The Bull with a loss has the opposite bias (to sell before the tax year ends). This way he locks in the Capital Loss against this year’s other earnings.
The Bear investor who profited as the stock went down has a similar situation to the Bull whose stock went up, but it is to his advantage to not buy the stock to close his position. The (marginal) decrease of buying would reinforce the trend (in this case toward the downside).
The Bear with a loss case is similar to the Bull with a loss, and has an incentive to close out the losing investment.

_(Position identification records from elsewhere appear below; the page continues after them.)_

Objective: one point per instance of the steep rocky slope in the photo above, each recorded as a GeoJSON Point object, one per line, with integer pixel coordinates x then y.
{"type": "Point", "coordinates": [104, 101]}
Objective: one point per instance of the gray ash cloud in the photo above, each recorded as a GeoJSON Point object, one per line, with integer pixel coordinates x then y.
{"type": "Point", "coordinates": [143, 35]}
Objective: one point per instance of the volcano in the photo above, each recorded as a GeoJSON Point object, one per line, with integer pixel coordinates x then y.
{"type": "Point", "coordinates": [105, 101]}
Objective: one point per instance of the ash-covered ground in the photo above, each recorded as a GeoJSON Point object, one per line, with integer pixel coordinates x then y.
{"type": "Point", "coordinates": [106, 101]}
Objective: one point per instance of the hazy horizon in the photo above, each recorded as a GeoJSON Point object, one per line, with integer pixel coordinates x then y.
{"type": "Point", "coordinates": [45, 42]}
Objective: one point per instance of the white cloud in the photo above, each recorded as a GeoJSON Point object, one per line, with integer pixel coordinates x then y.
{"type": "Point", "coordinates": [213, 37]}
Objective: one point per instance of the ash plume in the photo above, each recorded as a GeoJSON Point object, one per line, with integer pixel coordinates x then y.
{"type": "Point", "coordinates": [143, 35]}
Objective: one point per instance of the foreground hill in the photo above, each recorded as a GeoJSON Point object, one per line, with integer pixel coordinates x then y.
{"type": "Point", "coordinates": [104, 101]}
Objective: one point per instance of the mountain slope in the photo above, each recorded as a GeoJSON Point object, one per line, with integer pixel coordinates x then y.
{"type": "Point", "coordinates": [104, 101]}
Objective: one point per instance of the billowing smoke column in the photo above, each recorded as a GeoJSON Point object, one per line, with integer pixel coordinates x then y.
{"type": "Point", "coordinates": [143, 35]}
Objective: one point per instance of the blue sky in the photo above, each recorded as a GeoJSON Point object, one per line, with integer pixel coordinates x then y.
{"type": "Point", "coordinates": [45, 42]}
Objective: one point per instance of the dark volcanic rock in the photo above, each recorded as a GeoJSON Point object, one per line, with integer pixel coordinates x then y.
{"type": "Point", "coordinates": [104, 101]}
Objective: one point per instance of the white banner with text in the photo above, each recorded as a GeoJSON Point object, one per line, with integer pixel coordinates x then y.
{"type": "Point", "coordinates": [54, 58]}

The bottom line is that, at year end, investments which have shown a profit have a bias to continue the trend (either to continue going up or continue going down), while stocks which have shown a loss will have a bias also to reinforce the trend.
We can see this with the S&P500 stock index, which by several measures has reached into Bubble Levels, the up trend has continued for November & December (and now is resisting the popping of the Bubble).
And, we can see this also in an investment which has been going down since midyear – the Gold market. As Gold has gone down, the bias against Profit Taking likely has added to the down trend.
But, keep in mind that a bias before year end to reinforce the trend ends with the new year. I would expect that the S&P500 would move down starting early in January, while Gold likely will move up.
There are many more influences on investments, such as a stock’s PE levels (currently Bubble Level) and a new Presidential office holder. So, while I would expect a lower stock market and a higher Gold price in January, we’ll have to wait a little to see what actually happens.